As I read online, I bookmark resources I find interesting and useful. I share these links periodically here on my blog. This post includes links on research on how stories improve learning, UX, transforming teacher resumes, adaptive learning, AI voices, and animation.
Research summary: How stories improve learning
Daniel Willingham summarizes some of the research on how stories can improve learning. In addition to the research examples, he explains elements of story as found in movies and explains how these can be applied in learning. While the learning examples are all focused on classroom teaching, some of this could be applied to workplace training too.
This “User Experience Honeycomb” identifies different facets of user experience (UX). Visual aesthetics can make a user experience “desirable,” but that’s not the same as it being “useful.” h/t Judy Katz
This came up in a discussion on LinkedIn about whether visual appeal leads to better learning outcomes. (h/t Sarah Mercier) While this isn’t about learning, it’s about usability–and that is important in how people perceive and interact with elearning. It doesn’t answer the question about learning outcomes, but visual design can have strong effects on perception.
Users often perceive aesthetically pleasing design as design that’s more usable.

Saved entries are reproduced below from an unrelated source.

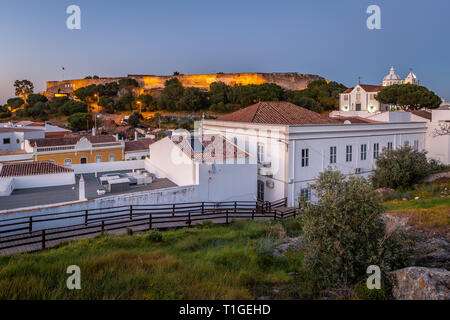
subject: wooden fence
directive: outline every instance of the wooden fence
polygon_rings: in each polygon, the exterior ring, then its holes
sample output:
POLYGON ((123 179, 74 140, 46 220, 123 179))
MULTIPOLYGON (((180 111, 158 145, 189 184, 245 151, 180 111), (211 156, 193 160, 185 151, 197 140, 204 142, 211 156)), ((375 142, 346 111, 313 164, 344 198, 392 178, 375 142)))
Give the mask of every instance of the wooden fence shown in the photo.
POLYGON ((287 199, 274 202, 192 202, 163 205, 130 205, 85 211, 42 214, 0 221, 0 252, 38 251, 64 240, 120 232, 190 227, 205 221, 229 223, 233 219, 277 220, 296 217, 286 208, 287 199), (70 223, 75 221, 75 223, 70 223), (52 223, 59 227, 43 227, 52 223), (21 250, 19 250, 21 249, 21 250))

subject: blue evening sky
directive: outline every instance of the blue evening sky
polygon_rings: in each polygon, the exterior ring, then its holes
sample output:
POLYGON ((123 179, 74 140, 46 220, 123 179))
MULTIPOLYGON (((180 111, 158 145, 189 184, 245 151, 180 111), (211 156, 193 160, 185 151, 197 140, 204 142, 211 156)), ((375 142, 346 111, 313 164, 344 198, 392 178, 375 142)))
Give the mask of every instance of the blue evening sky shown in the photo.
POLYGON ((1 0, 0 103, 13 82, 87 75, 313 73, 380 84, 391 65, 450 100, 448 0, 1 0), (81 30, 66 8, 81 7, 81 30), (366 8, 381 8, 368 30, 366 8))

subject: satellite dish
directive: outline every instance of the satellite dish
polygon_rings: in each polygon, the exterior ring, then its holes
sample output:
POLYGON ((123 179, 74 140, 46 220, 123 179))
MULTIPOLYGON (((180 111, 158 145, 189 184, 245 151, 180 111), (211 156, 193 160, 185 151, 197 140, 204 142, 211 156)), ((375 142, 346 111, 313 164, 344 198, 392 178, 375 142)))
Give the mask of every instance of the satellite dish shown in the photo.
POLYGON ((350 122, 350 120, 345 120, 344 124, 352 124, 352 123, 350 122))

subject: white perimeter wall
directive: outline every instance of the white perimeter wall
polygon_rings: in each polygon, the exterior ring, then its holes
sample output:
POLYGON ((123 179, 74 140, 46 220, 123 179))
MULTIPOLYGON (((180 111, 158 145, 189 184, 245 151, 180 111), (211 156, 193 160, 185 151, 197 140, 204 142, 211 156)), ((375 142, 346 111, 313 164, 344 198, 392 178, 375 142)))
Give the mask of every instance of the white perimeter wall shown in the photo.
POLYGON ((14 177, 14 189, 29 189, 75 184, 73 172, 14 177))
POLYGON ((202 163, 199 181, 201 201, 255 201, 257 165, 202 163))
POLYGON ((133 170, 133 169, 145 168, 145 160, 73 164, 68 167, 72 168, 75 171, 75 174, 119 171, 119 170, 133 170))

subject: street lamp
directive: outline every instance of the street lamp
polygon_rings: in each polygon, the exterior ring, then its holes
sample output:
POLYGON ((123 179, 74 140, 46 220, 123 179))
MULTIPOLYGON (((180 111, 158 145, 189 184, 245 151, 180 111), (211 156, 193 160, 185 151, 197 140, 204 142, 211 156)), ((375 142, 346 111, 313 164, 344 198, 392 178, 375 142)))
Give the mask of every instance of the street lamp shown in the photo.
POLYGON ((139 105, 139 113, 142 114, 142 102, 138 101, 137 104, 139 105))

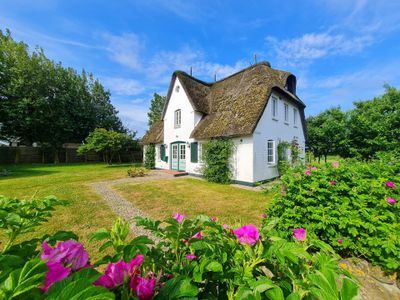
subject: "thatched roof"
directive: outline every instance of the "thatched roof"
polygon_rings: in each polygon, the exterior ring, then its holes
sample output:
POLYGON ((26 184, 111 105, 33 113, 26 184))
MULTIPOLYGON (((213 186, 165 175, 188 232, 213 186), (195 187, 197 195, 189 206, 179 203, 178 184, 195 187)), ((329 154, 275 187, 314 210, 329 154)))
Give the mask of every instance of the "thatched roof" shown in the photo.
POLYGON ((161 144, 164 141, 164 121, 158 121, 150 127, 140 141, 141 144, 161 144))
POLYGON ((286 95, 298 105, 303 126, 305 125, 304 103, 285 88, 288 78, 295 80, 294 75, 272 69, 268 62, 252 65, 213 83, 206 83, 185 72, 176 71, 172 75, 164 114, 177 77, 194 109, 204 113, 191 133, 192 138, 251 135, 272 91, 286 95))

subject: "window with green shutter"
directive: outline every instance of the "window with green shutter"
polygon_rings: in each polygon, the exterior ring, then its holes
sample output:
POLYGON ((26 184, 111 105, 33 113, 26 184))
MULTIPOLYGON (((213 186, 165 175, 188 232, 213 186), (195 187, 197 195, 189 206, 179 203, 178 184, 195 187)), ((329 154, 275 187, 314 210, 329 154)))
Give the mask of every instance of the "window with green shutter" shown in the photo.
POLYGON ((165 145, 160 145, 160 156, 161 156, 161 160, 162 161, 166 161, 165 160, 165 145))
POLYGON ((199 160, 198 156, 198 143, 190 143, 190 161, 192 163, 197 163, 199 160))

An aesthetically pleasing design creates a positive response in people’s brains and leads them to believe the design actually works better.
People are more tolerant of minor usability issues when the design of a product or service is aesthetically pleasing.Laws of UX
Teacher to ID resumes
A real life example of a former teacher’s resume and how she revamped it to successfully get a job in instructional design. Great to see the before and after as well as the notes on the decisions behind the changes.
Guy Wallace and Billy Wilson had an hour-long conversation about adaptive learning. I got a mention near the end for some of my writing about Twine.
This is an AI voice service with monthly and annual plans. While I still think that real voices are going to be more effective for most of the scenario-based learning I create because people can emote, I can see the value in using AI voices for straightforward narration. You can currently do either a free test of 10 minutes with no downloads or buy a single pack of 30 minutes with a reduced list of available voices for $9, plus larger plans for more time.
Lottie animations are lightweight. This site has both free and paid animations. You can also do quick edits in their browser-based editor (like changing colors or text), as well as integrating with other tools. The animations users see after completing a Duolingo lesson are examples of Lottie animations.